„Als sei nichts gewesen“ (2)

Die Erinnerungen des Christoph Graf von Schwerin

von Joachim Klinger

„Als sei nichts gewesen“ (2)
 
Die Erinnerungen des Christoph Graf von Schwerin
 
Von Joachim Klinger

Man hat in Christoph Schwerins Erinnerungen nicht viel von einem Studium erfahren, aber 1955 wollte er ein Lebenskapitel abschließen und wichtige Entscheidungen für die Zukunft treffen. Mit 22 Jahren! Er ging nach Tübingen und bezog im Winter das größere von drei Zimmern in einem kleinen Haus in der Gartenstadt. So wurde er mein Zimmernachbar, und wir kamen uns näher, zumal sein Zimmer als einziges einen hohen Eisenofen hatte und also geheizt werden konnte. In dieser Situation führten wir lange Gespräche.

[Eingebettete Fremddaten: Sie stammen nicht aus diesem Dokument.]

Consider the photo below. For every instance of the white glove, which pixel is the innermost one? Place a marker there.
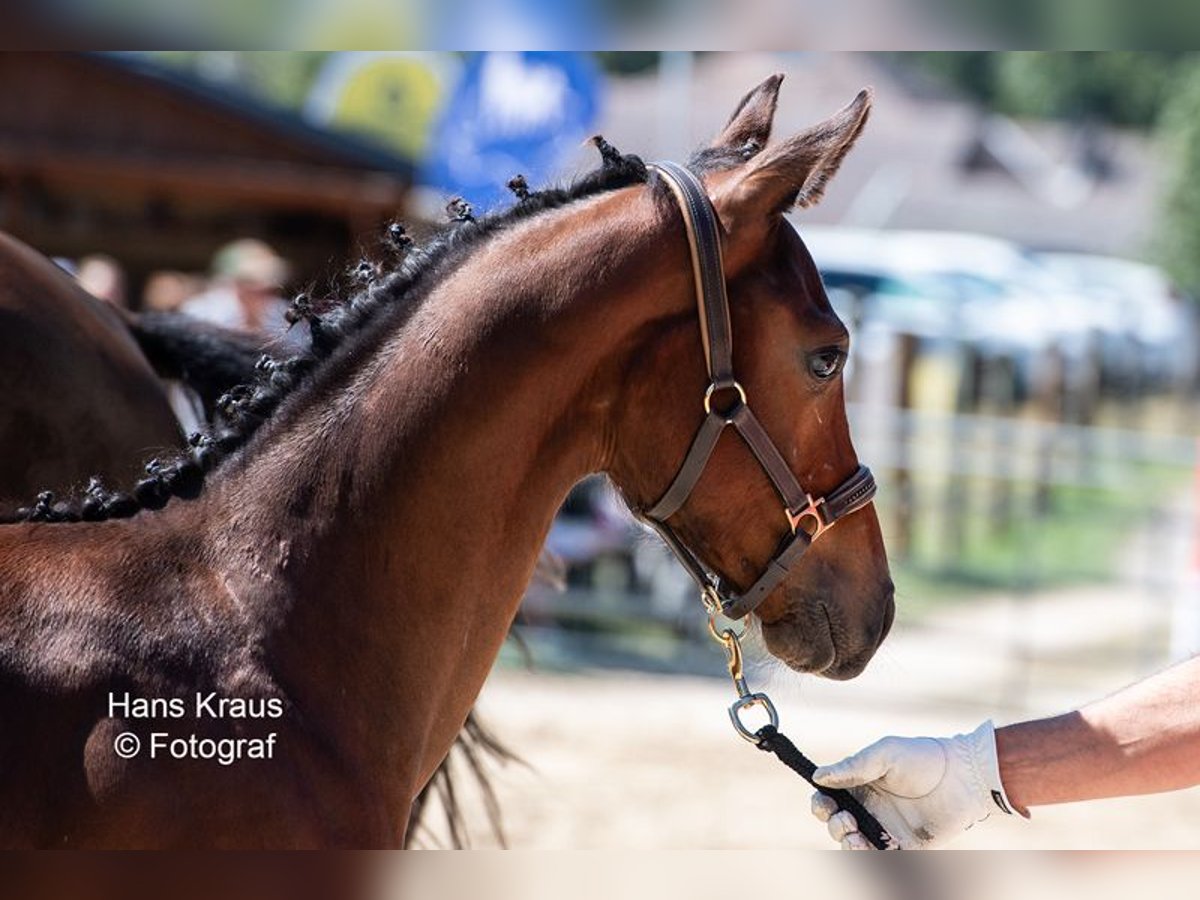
(924, 791)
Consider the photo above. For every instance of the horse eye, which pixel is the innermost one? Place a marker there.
(826, 364)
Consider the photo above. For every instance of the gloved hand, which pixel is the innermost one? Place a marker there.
(924, 791)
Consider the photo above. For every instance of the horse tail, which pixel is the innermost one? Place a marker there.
(207, 358)
(477, 749)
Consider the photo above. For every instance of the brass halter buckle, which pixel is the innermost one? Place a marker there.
(813, 511)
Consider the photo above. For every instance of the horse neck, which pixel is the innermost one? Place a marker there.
(394, 531)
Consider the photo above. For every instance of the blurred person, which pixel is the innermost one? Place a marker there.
(247, 276)
(168, 292)
(103, 277)
(927, 791)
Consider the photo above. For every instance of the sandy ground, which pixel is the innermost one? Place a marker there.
(622, 760)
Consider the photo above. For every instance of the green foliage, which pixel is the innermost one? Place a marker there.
(1121, 88)
(1179, 243)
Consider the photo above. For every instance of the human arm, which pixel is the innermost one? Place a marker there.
(925, 791)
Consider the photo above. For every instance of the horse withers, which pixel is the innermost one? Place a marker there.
(346, 550)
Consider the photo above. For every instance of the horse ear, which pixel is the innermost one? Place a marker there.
(750, 123)
(795, 172)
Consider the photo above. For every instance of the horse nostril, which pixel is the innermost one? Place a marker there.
(889, 613)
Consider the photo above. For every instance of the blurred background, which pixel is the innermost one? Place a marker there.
(1014, 244)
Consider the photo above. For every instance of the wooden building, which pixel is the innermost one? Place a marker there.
(113, 154)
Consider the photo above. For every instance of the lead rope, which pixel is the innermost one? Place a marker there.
(769, 738)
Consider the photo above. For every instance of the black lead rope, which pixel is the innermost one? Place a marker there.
(769, 738)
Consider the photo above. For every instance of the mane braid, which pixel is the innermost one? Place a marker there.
(384, 295)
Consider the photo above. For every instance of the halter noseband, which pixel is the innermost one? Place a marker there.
(807, 517)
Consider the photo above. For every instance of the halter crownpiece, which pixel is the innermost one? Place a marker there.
(725, 405)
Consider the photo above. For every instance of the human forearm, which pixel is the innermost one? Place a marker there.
(1143, 739)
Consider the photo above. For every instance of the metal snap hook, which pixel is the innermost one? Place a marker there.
(753, 700)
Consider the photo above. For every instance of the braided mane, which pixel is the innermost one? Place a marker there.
(382, 295)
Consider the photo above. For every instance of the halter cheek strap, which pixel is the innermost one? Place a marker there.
(808, 519)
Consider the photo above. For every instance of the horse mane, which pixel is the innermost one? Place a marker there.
(383, 295)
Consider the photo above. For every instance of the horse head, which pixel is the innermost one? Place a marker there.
(829, 611)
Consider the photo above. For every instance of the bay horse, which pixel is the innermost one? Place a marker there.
(82, 396)
(277, 647)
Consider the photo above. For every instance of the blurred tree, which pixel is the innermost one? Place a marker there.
(1119, 87)
(1179, 240)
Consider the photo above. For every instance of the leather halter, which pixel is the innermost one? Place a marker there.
(808, 517)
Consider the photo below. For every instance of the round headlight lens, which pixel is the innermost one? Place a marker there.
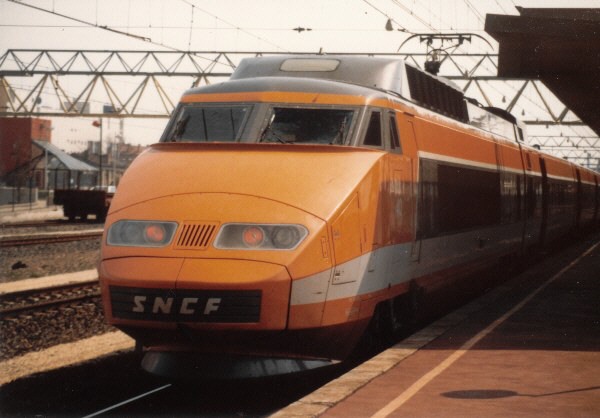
(285, 237)
(133, 233)
(253, 236)
(154, 233)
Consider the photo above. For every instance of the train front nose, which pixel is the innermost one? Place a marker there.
(195, 294)
(202, 261)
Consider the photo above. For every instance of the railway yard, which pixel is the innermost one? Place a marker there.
(303, 235)
(65, 325)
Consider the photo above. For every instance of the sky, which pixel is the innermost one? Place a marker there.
(233, 25)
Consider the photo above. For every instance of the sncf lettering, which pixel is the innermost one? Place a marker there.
(138, 302)
(162, 305)
(212, 305)
(185, 306)
(169, 305)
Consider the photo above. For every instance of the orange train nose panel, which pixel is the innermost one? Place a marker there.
(202, 293)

Ich war beeindruckt von diesem schlanken, hochgewachsenen, jungen Mann, der schon europäische Länder bereist hatte, die Familie Thomas Mann kannte und mich mit eigenartigen Texten fremder Dichter bekanntmachte. Paul Celan, René Char, Henri Michaux – was waren das für revolutionäre Sprachschöpfer!

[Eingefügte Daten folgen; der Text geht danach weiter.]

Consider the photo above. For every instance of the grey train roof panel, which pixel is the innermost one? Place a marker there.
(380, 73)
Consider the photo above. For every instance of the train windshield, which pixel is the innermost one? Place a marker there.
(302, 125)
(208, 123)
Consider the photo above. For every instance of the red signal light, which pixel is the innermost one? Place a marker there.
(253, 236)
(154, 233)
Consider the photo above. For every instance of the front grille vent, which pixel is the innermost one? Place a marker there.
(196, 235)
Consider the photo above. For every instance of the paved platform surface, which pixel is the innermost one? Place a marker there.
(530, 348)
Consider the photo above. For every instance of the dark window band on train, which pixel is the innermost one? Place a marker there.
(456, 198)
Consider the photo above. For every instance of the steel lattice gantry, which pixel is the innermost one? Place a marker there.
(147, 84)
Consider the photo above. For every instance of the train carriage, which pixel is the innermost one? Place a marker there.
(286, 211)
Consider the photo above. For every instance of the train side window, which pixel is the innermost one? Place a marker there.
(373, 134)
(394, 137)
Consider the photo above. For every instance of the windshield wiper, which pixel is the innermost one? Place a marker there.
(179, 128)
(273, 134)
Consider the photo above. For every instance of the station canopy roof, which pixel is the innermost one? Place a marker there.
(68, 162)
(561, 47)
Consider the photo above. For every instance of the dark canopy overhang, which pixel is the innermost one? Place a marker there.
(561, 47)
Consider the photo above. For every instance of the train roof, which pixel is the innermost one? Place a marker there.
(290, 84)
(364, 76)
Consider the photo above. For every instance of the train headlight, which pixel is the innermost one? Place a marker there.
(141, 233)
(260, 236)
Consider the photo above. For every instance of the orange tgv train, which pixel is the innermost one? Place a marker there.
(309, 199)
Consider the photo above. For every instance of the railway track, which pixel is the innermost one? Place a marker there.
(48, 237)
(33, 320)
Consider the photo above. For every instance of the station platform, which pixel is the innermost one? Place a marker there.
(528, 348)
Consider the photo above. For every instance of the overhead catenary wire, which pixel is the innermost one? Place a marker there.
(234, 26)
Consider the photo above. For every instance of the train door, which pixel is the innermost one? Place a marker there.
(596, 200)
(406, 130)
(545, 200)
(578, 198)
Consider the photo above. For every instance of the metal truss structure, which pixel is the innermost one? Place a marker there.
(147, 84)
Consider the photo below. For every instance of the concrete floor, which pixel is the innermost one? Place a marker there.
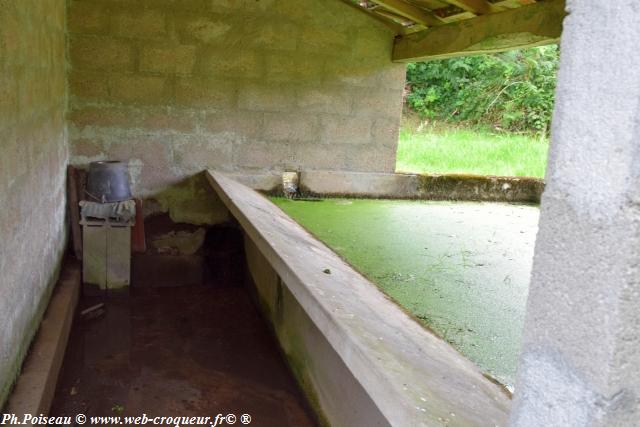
(195, 351)
(461, 268)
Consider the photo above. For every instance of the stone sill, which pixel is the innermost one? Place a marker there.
(412, 376)
(406, 186)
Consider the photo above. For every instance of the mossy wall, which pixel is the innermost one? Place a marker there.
(249, 86)
(33, 159)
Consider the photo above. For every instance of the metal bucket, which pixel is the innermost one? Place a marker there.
(108, 181)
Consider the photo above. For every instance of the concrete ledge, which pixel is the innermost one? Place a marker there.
(405, 186)
(36, 385)
(480, 188)
(369, 357)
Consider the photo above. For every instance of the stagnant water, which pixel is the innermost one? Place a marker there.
(461, 268)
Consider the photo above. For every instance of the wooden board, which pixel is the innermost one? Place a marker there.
(73, 191)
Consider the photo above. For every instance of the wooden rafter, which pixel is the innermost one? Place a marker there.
(479, 7)
(395, 27)
(409, 11)
(532, 25)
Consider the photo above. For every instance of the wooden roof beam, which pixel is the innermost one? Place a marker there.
(479, 7)
(532, 25)
(409, 11)
(395, 27)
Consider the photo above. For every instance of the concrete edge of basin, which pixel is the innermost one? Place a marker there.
(460, 187)
(410, 375)
(35, 387)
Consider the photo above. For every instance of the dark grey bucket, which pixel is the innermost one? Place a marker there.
(108, 181)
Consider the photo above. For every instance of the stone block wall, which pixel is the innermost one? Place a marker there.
(250, 86)
(33, 158)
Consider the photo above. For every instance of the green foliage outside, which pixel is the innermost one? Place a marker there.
(429, 148)
(511, 91)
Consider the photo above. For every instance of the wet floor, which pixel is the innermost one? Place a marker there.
(461, 268)
(184, 351)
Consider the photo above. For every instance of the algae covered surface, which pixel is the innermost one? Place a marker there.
(461, 268)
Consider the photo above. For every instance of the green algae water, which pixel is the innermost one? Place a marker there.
(461, 268)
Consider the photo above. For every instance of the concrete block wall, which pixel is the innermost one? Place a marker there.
(242, 86)
(33, 158)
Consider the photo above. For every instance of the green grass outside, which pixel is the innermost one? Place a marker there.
(440, 149)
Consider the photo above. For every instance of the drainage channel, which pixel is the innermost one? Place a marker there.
(178, 351)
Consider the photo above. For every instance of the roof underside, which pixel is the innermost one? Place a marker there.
(434, 29)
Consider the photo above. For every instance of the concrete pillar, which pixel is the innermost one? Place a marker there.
(580, 364)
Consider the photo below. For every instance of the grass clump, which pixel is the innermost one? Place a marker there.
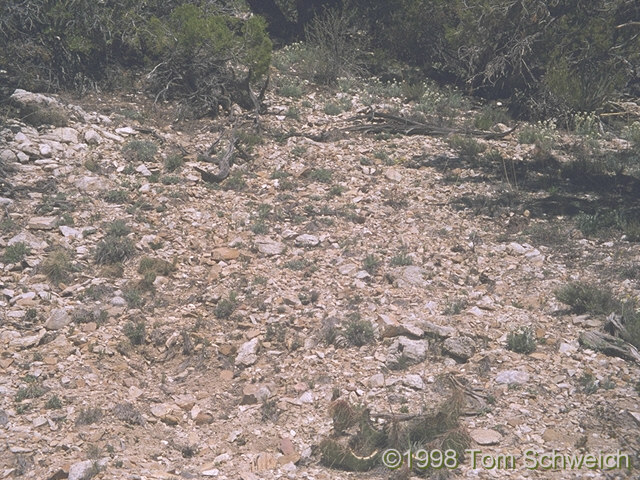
(401, 260)
(173, 163)
(53, 403)
(359, 332)
(521, 340)
(89, 415)
(114, 250)
(140, 151)
(57, 266)
(466, 147)
(586, 298)
(371, 263)
(116, 196)
(15, 253)
(135, 331)
(322, 175)
(115, 247)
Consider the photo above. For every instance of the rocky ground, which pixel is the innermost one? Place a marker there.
(156, 326)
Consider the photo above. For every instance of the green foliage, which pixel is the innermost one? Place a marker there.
(57, 266)
(194, 48)
(135, 332)
(521, 340)
(359, 332)
(586, 298)
(15, 253)
(114, 249)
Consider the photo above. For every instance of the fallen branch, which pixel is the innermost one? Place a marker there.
(224, 163)
(382, 122)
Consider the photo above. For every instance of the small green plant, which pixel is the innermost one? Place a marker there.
(135, 332)
(456, 306)
(57, 266)
(371, 263)
(53, 403)
(89, 415)
(170, 180)
(489, 116)
(32, 389)
(586, 298)
(140, 151)
(173, 163)
(155, 266)
(118, 228)
(586, 124)
(235, 182)
(401, 260)
(290, 89)
(542, 134)
(332, 108)
(226, 306)
(466, 147)
(116, 196)
(359, 332)
(293, 113)
(260, 227)
(15, 253)
(113, 249)
(322, 175)
(521, 340)
(299, 150)
(335, 191)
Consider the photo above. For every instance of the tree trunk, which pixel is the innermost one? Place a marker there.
(279, 26)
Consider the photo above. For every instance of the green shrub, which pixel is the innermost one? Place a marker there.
(118, 228)
(335, 47)
(135, 332)
(521, 340)
(113, 250)
(15, 253)
(586, 298)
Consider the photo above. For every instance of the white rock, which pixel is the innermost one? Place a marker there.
(58, 319)
(7, 156)
(306, 240)
(512, 376)
(92, 137)
(142, 169)
(42, 223)
(247, 353)
(29, 239)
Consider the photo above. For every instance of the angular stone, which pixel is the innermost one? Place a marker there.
(512, 376)
(29, 239)
(460, 348)
(406, 351)
(59, 318)
(91, 137)
(306, 240)
(42, 223)
(224, 253)
(483, 436)
(63, 135)
(268, 246)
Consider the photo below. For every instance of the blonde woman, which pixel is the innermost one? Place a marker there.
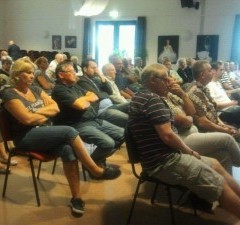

Wenn Christoph Schwerin sprach oder vorlas, dann leuchteten nicht nur seine Augen. Das ganze Gesicht bekam hellen Glanz, und ich war überzeugt, zum ersten Mal in meinem Leben einem Genie zu begegnen. Ich legte die Bücher von Rilke, Benn und Carossa beiseite und las mit mittelmäßigen französischen Kenntnissen die neuen epochalen Verse aus Paris.

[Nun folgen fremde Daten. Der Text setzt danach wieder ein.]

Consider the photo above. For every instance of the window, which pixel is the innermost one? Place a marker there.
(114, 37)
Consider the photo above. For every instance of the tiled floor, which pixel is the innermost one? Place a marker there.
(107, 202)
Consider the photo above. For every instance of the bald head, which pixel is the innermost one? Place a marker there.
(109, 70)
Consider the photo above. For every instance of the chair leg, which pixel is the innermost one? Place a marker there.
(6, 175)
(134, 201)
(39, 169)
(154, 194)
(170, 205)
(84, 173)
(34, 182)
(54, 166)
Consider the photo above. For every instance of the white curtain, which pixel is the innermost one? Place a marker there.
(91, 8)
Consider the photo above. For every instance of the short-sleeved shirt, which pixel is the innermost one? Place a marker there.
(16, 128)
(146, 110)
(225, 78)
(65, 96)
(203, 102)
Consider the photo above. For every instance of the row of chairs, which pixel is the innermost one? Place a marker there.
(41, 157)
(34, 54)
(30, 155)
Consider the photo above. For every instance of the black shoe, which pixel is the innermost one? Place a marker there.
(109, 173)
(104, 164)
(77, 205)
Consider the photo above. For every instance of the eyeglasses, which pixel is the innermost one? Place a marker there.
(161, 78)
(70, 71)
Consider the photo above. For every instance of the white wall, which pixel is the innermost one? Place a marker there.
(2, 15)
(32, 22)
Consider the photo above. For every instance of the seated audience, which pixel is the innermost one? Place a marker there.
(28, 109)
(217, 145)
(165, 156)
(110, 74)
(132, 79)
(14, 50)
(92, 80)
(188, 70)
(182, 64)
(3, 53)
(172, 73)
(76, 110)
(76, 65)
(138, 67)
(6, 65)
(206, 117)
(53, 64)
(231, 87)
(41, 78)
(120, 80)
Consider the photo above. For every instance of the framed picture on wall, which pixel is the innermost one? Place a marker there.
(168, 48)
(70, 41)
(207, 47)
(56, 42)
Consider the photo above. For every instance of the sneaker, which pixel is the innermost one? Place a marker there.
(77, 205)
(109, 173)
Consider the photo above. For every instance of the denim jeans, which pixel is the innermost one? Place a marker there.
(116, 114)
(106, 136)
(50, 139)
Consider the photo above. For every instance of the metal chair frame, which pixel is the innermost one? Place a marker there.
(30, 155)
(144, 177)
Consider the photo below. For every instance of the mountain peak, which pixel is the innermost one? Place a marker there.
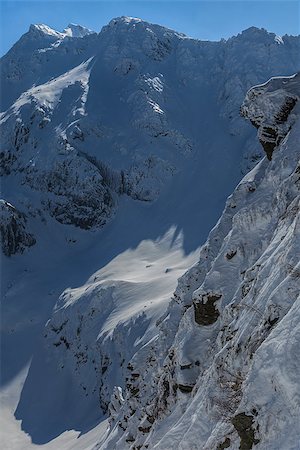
(75, 30)
(42, 29)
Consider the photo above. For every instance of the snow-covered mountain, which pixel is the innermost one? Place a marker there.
(118, 151)
(224, 371)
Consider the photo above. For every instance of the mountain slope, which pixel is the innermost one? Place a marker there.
(223, 371)
(118, 152)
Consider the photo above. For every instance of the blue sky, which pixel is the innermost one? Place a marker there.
(211, 20)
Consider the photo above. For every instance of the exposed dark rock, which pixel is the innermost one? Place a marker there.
(243, 424)
(205, 310)
(185, 388)
(14, 235)
(225, 444)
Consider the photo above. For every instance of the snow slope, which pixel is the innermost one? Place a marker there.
(118, 152)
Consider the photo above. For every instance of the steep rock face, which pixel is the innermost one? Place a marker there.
(101, 115)
(13, 230)
(231, 363)
(270, 108)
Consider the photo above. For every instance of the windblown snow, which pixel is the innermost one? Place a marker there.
(118, 151)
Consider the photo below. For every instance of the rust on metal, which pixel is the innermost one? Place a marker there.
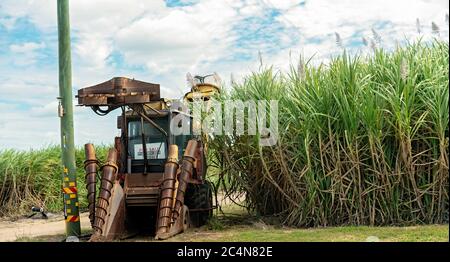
(187, 167)
(167, 189)
(90, 167)
(109, 171)
(119, 91)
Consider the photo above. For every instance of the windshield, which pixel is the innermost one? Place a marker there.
(155, 141)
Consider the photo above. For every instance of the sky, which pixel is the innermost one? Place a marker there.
(160, 41)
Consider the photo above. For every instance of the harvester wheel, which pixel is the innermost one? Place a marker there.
(199, 199)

Mein großes Interesse an Lyrik veranlaßte mich auch, einen schmalen Gedichtband zu kaufen, dessen Autor ein Abenteurer, in Vietnam verschollener Legionär gewesen sein sollte.
 „Ich schreibe mein Herz in den Staub der Straße“  von George Forestier war von Kritikern und Künstlern hoch gelobt worden. Ich las und wurde unsicher, da war ein Klang, der mir zusagte, aber doch ...
Ich lieh das Büchlein an Christoph Schwerin aus. Schon nach kurzer Zeit gab er es mir zurück und sagte knapp und bestimmt: „Ein Scharlatan!“
Später stellte sich heraus, daß sich hinter der aufregenden Vita des Autors ein Verlagslektor mit dem Namen „Karl Emerich Krämer“ verbarg. Er schrieb zwar weiter, blieb aber unbedeutend.
 
Christoph Schwerin hatte in Tübingen drei Ziele für die Zukunft gesteckt:
1. Er wollte sein Studium mit der Promotion abschließen,
2. Er wollte sich mit seiner geliebten Renate verloben und sie bald heiraten;
3. Er wollte bei einem großen Verlag arbeiten, und zwar auf einem einträglichen Posten.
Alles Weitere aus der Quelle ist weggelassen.